According to the American College of Obstetricians and Gynecologists (ACOG), several over-the-counter (OTC) antihistamines may be taken during pregnancy.
Older, first-generation antihistamines can be taken, but they may cause drowsiness.
Newer, second-generation antihistamines can also be taken and have less risk of drowsiness.
Oral decongestant medication should be avoided in the first three months of pregnancy.
Allergy or cold symptoms, allergic reactions, and allergic skin rashes may occur during pregnancy. You and your pregnancy care provider may weigh the benefits and possible risks of taking medication.
According to ACOG, the safest first-generation antihistamines for pregnant women are:
- Chlorpheniramine
- Dexchlorpheniramine
The American College of Allergy, Asthma, and Immunology (ACAAI) suggests Chlor-Trimeton (chlorpheniramine) as the first choice for pregnancy. ACAAI recommends two second-generation antihistamines if drowsiness is a problem:
- Claritin (loratadine)
- Zyrtec (cetirizine)
Both ACOG and ACAAI say to avoid OTC oral decongestants during your first three months of pregnancy due to a possible risk of abdominal wall birth defects. These include the decongestant Sudafed (pseudoephedrine) and other decongestants, such as phenylephrine and phenylpropanolamine.

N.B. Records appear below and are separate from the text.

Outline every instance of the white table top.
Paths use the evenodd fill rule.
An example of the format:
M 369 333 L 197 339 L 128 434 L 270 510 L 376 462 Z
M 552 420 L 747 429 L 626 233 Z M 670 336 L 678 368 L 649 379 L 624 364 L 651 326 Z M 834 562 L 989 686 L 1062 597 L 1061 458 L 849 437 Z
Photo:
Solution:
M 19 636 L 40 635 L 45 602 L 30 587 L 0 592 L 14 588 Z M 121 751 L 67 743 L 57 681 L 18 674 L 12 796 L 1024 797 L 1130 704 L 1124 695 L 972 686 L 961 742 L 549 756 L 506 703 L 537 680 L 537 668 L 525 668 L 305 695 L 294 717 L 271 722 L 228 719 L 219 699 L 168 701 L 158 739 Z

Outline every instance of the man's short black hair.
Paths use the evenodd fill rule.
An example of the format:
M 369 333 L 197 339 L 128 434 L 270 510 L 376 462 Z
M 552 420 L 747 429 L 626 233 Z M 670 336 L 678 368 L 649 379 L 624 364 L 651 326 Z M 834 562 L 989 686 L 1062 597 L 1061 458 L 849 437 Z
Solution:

Nasal spray for allergic rhinitis may be another option. Decongestant nasal sprays like Afrin and Neo-Synephrine appear to be safe in pregnancy, but can cause rebound nasal congestion if used for more than a day or two. Steroid nasal sprays may be more effective. ACAAI recommends starting with Rhinocort® (budesonide).
Always check with your pregnancy care provider before starting any OTC medication.